Below, you can see the trouble in flattening and smoothing a 14" wide panel on an 11" wide bench. Luckily it's not that much overhang, so it's manageable. I opened up my vise some to provide support, and used my Veritas Wonder Dog to secure the panel against my planing stop. This allowed me to use my #5 Jack diagonally across the grain to bring down the hump, and then I had no problem using my block plane to smooth things up.
Where I did run into trouble was on the other side of this panel, where I had to plane out a dish. I ended up getting rid of the Wonder Dog, and planing straight on each edge of the panel into the stop. I simply shifted the board back and forth to support wherever I was planing.
If I were working something much wider (but still not wide enough to reach across to the back of my tool well), I could clamp a 2x4, 4x4, or whatever else would be necessary into my leg vise, and if needed secure it against the other leg with a holdfast or bar clamp, depending on the thickness of the piece. This would effectively give my a wider solid benchtop to work on. I think for my next bench I might for a wider bench top, but I'm not sure yet. I suppose it will mostly depend on what I end up doing more of when it's time for a new bench. In an ideal world I could have a couple of benches, like Tom Fidgen, one like this, and then one with a really wide solid top for working panels and for assembly. In an ideal world I would also win the lottery...I suppose I should stop complaining. Haha!

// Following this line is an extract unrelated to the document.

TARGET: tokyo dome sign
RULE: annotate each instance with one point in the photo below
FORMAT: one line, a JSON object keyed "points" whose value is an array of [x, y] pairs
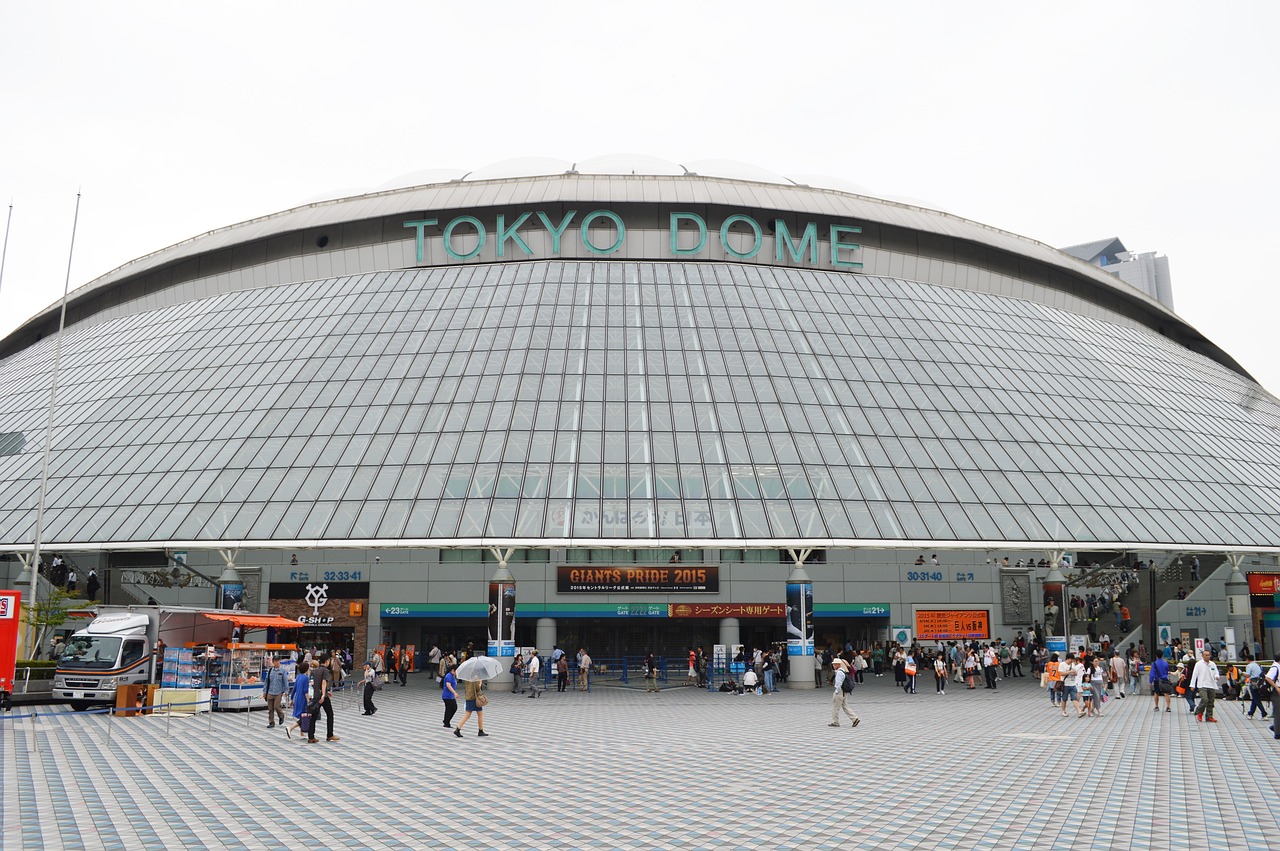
{"points": [[570, 233]]}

I also decided that smoothing this big panel would be a good job for a cardscraper, so I made a couple real quick from a dull impulse hardened Japanese saw blade I had laying around. I cut the blade into two pieces, ground most of the teeth off, more-or-less jointed the edge, ground a roughly 45 degree bevel on one side, polished the flat side on my sandpaper setup to 1200 grit, polished the bevel to the same (bringing it closer-to-but-still-not-quite-90 degrees), and put them to work. They worked pretty well, but I still feel like the finish isn't quite as gleaming as I get off a sharp plane. I need to make myself a nice comfortable wood bodied smoother. This block plane is simply difficult to hang on to.

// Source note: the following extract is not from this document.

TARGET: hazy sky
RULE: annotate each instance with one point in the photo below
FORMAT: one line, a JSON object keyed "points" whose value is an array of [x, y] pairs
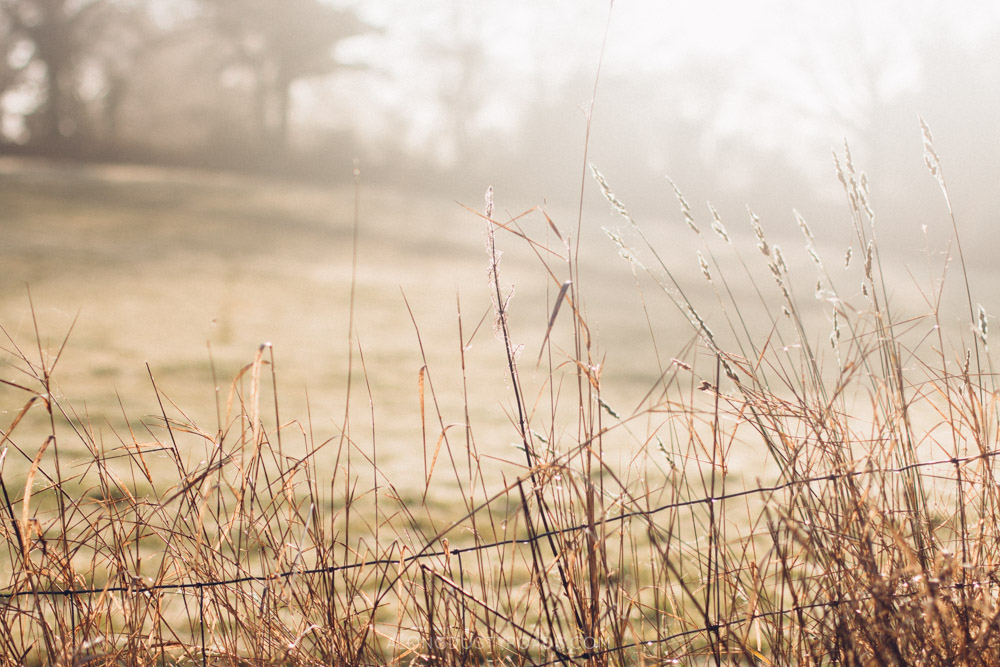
{"points": [[787, 62]]}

Once I had the parts for the primary carcass cut, I stood them up to get an idea for how the thing would look. It should be pretty nice when it's all said and done. The boards are all three feet long, to give you some scale. This nice thing about having a low ceiling is that I can brace the thing together by applying a spreading clamp against the ceiling joist (difficult to see in the photo). So I think that brings the tally to one benefit of low ceilings, five thousand reasons to still hate them.